9月入学制では、大雪インフルエンザが流行する時期の入試が避けられるというメリットもありますが、酷暑のなかでの入試も熱中症の心配もありますし、厳しいものがあるでしょう。特に日本の夏は災害シーズンでもあるので、年々被害が拡大している台風豪雨直撃も心配されます。

 

■どうなる受験生?

そもそも学年開始時期を半年後ろ倒しにすることで、その授業料や塾代が加算されてしまうことになります。その負担はどうなるか、また学齢就職はどうするかなど、デメリット課題も多く問題は山積です。

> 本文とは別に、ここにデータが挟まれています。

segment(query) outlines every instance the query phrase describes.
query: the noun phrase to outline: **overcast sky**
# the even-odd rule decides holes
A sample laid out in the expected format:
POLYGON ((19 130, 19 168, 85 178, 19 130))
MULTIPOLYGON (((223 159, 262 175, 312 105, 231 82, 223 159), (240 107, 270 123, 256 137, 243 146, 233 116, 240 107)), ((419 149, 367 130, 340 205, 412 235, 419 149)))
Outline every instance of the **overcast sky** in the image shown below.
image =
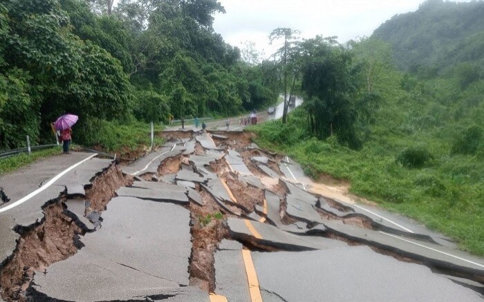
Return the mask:
POLYGON ((214 28, 226 42, 255 42, 266 57, 274 52, 268 36, 277 28, 301 30, 301 37, 337 36, 339 43, 370 36, 396 14, 415 11, 423 0, 218 0, 225 14, 214 28))

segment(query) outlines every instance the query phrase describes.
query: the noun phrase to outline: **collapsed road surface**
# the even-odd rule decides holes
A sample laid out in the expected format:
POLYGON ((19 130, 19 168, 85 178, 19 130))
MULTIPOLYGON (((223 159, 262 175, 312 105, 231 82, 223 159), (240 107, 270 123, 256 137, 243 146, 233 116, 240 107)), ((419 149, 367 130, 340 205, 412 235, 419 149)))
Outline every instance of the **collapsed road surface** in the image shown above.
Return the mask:
POLYGON ((243 132, 165 132, 0 179, 0 301, 481 301, 484 261, 243 132))

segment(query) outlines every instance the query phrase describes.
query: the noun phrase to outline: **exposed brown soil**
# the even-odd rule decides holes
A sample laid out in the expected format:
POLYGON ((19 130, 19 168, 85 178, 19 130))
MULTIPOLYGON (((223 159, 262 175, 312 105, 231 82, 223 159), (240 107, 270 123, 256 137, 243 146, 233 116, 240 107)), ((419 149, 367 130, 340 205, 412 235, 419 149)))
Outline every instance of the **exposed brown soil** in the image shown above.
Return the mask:
POLYGON ((281 221, 283 224, 288 225, 290 224, 295 223, 298 221, 290 217, 286 212, 286 210, 288 208, 288 203, 284 200, 281 201, 281 205, 279 206, 279 215, 281 216, 281 221))
POLYGON ((91 209, 103 211, 106 205, 116 194, 121 187, 133 184, 133 177, 122 173, 115 165, 111 165, 91 181, 91 184, 84 187, 86 198, 91 201, 91 209))
POLYGON ((237 200, 237 203, 248 210, 248 214, 254 211, 256 204, 263 205, 264 192, 262 190, 247 185, 231 173, 225 173, 223 178, 237 200))
POLYGON ((278 174, 283 175, 282 172, 281 172, 281 169, 279 168, 279 165, 275 161, 270 160, 268 162, 267 165, 278 174))
POLYGON ((145 179, 147 181, 153 181, 153 173, 145 173, 140 175, 139 177, 145 179))
POLYGON ((322 209, 317 208, 317 210, 322 217, 327 220, 339 220, 343 221, 343 223, 344 224, 356 225, 361 228, 367 230, 373 229, 373 226, 371 225, 371 221, 364 217, 353 216, 352 217, 343 218, 339 217, 339 216, 336 216, 333 213, 326 212, 322 209))
POLYGON ((252 139, 256 137, 252 132, 234 132, 226 131, 209 131, 214 134, 223 135, 228 137, 226 140, 221 140, 227 146, 234 149, 243 149, 252 143, 252 139))
POLYGON ((182 154, 164 159, 158 166, 158 174, 160 176, 163 176, 169 174, 177 173, 181 168, 183 161, 183 155, 182 154))
POLYGON ((205 154, 205 150, 203 149, 202 145, 198 141, 195 143, 195 152, 194 152, 195 155, 203 155, 205 154))
POLYGON ((343 223, 358 226, 363 229, 373 230, 371 221, 362 217, 353 217, 343 219, 343 223))
POLYGON ((4 300, 24 301, 34 272, 77 252, 82 230, 64 210, 59 199, 44 209, 44 221, 40 225, 21 235, 13 257, 0 272, 0 293, 4 300))
POLYGON ((225 158, 222 158, 219 161, 210 162, 210 169, 218 177, 221 177, 224 173, 230 171, 230 168, 229 168, 229 165, 227 163, 225 158))
POLYGON ((270 188, 271 191, 276 193, 279 196, 285 197, 288 192, 287 189, 285 186, 281 185, 280 183, 276 183, 272 185, 270 188))
POLYGON ((164 131, 158 134, 158 136, 169 141, 170 139, 189 139, 193 136, 192 131, 164 131))
POLYGON ((208 292, 215 290, 215 258, 214 252, 224 238, 230 234, 224 220, 217 220, 214 214, 220 212, 218 205, 205 190, 199 190, 204 205, 190 203, 192 255, 189 272, 190 285, 196 285, 208 292), (210 219, 207 217, 212 215, 210 219), (209 222, 206 223, 209 220, 209 222))
POLYGON ((323 173, 317 177, 317 182, 324 183, 325 185, 332 185, 334 187, 346 187, 349 188, 351 183, 346 179, 338 179, 333 177, 331 175, 323 173))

9月入学がどうなるのかはまだわかりませんが、いずれにせよいまいちばん困惑し負担になっているのは受験生とその保護者の方々でしょう。このような混沌とした状況のなか、モチベーションを持ち続けるのはたいへんですが、今後どのようになっても淡々といま自分のやるべきことに向き合っていって欲しいと思います。

 

5.まとめ~高3、中3生へのエール

 

 

今回大会中止についてお話させていただいたのは、全国高校総体に出場どころかその予選の機会さえ失ってしまった生徒たちのことを想うと、本当にいたたまれない気持ちになるからです。実は当セミナーのスタッフのなかにも高校時代に全国高校総体を目標に頑張っていた者がいて、その気持ちが痛いほどよくわかると衝撃を受けています。

 

いまの現高3生、中3生にとっては、なぜ自分たちの代にこんな目に遭わなければならないのかと不条理に思うでしょう。さらに高3生は共通テストもゴタゴタだった上に9月入学論まで出て、混乱し戸惑ってしまう受験生も少なくないでしょう。

 

しかし、親御さまはもちろん、これまで部活に学業にと頑張ってきた高3生、中3生を心から評価し、応援している大人もたくさんいるということを忘れないで欲しいです。

 

この悔しさや不条理な状況を乗り越えたとき、きっと他の代にはない喜びや強さが得られると思ってください。このような体験をしたのは、今の高3生と中3生だけですからね。

悪いことの後には必ずその分の良いことがある」と信じ、いま目の前にあることを一歩ずつ着実に進めていって欲しいです。

 

今回の事態で特に大きな影響を受けている高3生、中3生には本当に頑張っていただきたく、心からのエールを送りたいというのが当セミナー、スタッフ・講師一同の思いです。